Considering that the questioned document is Segundo’s holographic will, and that the law favors
testacy over intestacy, the probate of the will cannot be dispensed with. Article 838 of the Civil Code
provides that no will shall pass either real or personal property unless it is proved and allowed in
accordance with the Rules of Court. Thus, unless the will is probated, the right of a person to
dispose of his property may be rendered nugatory. 17

In view of the foregoing, the trial court, therefore, should have allowed the holographic will to be
probated. It is settled that testate proceedings for the settlement of the estate of the decedent take
precedence over intestate proceedings for the same purpose. 18

WHEREFORE, the petition is GRANTED. The Orders of the Regional Trial Court of Manila, Branch
21, dated August 10, 1999 and October 14, 1999, are set aside.
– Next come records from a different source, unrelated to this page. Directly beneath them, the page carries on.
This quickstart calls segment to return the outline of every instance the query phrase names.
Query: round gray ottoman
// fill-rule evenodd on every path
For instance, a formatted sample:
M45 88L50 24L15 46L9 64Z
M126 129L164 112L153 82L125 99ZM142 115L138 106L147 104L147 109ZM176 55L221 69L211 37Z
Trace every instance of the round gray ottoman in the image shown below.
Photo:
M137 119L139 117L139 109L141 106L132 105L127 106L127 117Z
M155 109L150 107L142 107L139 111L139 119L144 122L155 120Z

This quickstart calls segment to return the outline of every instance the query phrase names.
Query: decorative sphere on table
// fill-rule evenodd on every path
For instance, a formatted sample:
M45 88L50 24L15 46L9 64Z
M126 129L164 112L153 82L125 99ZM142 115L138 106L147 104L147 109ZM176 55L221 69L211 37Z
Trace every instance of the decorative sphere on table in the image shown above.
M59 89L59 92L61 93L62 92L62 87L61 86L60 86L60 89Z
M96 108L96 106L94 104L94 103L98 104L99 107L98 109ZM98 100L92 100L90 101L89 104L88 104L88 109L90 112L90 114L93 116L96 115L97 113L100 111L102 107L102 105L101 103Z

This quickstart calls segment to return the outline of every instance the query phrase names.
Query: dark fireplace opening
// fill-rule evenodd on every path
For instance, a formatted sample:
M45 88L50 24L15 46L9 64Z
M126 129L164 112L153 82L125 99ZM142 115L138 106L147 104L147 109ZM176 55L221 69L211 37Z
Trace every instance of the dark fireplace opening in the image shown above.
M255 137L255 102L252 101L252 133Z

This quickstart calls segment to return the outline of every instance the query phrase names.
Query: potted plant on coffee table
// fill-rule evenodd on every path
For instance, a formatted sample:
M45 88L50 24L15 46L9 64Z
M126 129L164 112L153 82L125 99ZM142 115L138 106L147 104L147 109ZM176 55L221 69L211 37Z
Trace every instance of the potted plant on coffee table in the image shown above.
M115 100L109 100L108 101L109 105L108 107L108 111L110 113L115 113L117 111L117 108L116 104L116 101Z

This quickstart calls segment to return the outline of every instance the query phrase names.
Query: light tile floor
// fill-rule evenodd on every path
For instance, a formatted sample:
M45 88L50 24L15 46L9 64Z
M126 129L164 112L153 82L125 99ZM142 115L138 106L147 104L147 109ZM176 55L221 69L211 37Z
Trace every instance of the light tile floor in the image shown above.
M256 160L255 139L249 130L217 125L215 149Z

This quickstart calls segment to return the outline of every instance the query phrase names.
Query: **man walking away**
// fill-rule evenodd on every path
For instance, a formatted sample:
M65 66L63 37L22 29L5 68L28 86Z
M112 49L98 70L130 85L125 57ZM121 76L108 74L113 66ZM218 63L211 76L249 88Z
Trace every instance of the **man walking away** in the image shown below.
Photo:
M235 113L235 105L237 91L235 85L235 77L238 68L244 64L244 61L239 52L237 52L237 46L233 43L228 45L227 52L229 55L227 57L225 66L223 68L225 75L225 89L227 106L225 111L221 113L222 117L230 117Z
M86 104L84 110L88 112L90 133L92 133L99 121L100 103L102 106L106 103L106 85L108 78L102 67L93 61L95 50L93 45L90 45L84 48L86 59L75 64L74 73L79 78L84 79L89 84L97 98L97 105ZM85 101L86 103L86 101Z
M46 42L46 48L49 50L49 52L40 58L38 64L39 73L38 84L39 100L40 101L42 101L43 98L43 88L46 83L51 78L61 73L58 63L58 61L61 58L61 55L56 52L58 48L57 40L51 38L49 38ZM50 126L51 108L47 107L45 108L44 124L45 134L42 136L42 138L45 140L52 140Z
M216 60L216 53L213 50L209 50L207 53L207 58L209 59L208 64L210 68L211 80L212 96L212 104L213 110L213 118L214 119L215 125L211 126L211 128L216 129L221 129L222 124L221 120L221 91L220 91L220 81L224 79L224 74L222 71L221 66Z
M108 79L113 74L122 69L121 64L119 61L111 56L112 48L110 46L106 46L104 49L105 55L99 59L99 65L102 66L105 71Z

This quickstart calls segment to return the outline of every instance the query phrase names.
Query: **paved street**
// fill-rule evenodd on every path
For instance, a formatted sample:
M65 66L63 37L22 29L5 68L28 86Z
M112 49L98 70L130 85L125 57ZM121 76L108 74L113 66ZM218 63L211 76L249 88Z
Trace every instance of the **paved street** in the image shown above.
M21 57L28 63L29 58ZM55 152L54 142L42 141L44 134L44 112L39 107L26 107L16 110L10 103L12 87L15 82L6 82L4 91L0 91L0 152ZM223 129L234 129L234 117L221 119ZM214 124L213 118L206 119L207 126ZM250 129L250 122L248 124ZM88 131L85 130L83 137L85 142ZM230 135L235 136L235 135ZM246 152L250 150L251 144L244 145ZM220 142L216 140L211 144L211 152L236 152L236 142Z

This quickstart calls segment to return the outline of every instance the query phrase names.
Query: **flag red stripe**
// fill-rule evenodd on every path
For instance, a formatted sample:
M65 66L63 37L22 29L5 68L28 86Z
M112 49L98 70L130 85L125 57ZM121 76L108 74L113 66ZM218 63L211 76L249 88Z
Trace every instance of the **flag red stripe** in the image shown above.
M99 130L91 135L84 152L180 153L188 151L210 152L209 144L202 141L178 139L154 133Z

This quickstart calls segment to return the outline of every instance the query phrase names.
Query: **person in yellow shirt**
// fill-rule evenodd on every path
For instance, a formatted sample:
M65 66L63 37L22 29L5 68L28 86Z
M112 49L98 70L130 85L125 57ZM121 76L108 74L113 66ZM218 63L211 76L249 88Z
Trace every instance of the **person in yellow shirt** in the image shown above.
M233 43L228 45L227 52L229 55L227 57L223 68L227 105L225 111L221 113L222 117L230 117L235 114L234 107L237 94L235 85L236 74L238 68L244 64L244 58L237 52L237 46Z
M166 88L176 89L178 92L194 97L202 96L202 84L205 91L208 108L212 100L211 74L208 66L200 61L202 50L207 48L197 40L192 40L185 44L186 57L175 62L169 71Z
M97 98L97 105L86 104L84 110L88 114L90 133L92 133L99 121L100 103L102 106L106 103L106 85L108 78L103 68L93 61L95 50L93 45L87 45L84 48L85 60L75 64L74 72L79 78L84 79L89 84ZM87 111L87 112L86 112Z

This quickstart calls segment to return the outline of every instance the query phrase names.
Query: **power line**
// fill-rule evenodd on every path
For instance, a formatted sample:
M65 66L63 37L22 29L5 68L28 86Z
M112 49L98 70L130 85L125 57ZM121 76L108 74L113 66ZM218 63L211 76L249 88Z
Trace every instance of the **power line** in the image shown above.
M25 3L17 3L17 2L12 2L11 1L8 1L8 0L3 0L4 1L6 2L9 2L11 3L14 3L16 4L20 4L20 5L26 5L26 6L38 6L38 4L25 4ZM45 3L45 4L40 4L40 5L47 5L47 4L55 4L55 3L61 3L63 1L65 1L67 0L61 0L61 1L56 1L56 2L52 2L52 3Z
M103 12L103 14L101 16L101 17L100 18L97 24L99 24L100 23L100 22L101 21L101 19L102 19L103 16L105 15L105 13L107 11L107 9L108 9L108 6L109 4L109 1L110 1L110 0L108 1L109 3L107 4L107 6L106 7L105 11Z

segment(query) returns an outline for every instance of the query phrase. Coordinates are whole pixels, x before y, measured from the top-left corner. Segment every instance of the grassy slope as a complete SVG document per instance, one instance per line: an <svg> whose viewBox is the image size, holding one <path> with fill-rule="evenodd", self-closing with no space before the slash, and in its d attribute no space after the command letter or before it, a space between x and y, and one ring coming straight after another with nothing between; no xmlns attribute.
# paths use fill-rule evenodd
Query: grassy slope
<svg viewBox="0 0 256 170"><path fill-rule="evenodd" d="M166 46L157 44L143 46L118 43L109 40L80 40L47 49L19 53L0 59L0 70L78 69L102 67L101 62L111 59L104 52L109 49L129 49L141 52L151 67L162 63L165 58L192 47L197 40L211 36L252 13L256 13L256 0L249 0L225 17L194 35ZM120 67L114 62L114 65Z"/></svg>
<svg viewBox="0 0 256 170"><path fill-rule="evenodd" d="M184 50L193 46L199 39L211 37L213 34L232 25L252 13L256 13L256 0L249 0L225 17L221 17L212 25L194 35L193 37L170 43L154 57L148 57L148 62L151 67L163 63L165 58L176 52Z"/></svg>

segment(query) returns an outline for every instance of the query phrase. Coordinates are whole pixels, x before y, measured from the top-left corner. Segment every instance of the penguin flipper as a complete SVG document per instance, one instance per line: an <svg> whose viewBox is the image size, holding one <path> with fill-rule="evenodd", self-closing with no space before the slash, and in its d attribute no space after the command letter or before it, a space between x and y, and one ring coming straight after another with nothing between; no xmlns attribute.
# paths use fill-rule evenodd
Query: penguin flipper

Respondent judge is directed to
reinstate and hear SP Proc. No. 99-93396 for the allowance of the holographic will of Segundo
Seangio. The intestate case or SP. Proc. No. 98-90870 is hereby suspended until the termination of
the aforesaid testate proceedings.

No costs.

SO ORDERED.

ADOLFO S. AZCUNA
Associate Justice

WE CONCUR:
REYNATO S. PUNO
Associate Justice
Chairperson

ANGELINA SANDOVAL-GUTIERREZ RENATO C. CORONA


Associate Justice Associate Justice

CANCIO C. GARCIA
Associate Justice

ATTESTATION

I attest that the conclusions in the above Decision were reached in consultation before the cases
were assigned to the writer of the opinion of the Court’s Division.

REYNATO S. PUNO
Associate Justice
Chairperson, Second Division

CERTIFICATION

Pursuant to Section 13, Article VIII of the Constitution and the Division Chairperson’s Attestation, it is
hereby certified that the conclusions in the above Decision had been reached in consultation before
the cases were assigned to the writer of the opinion of the Court’s Division.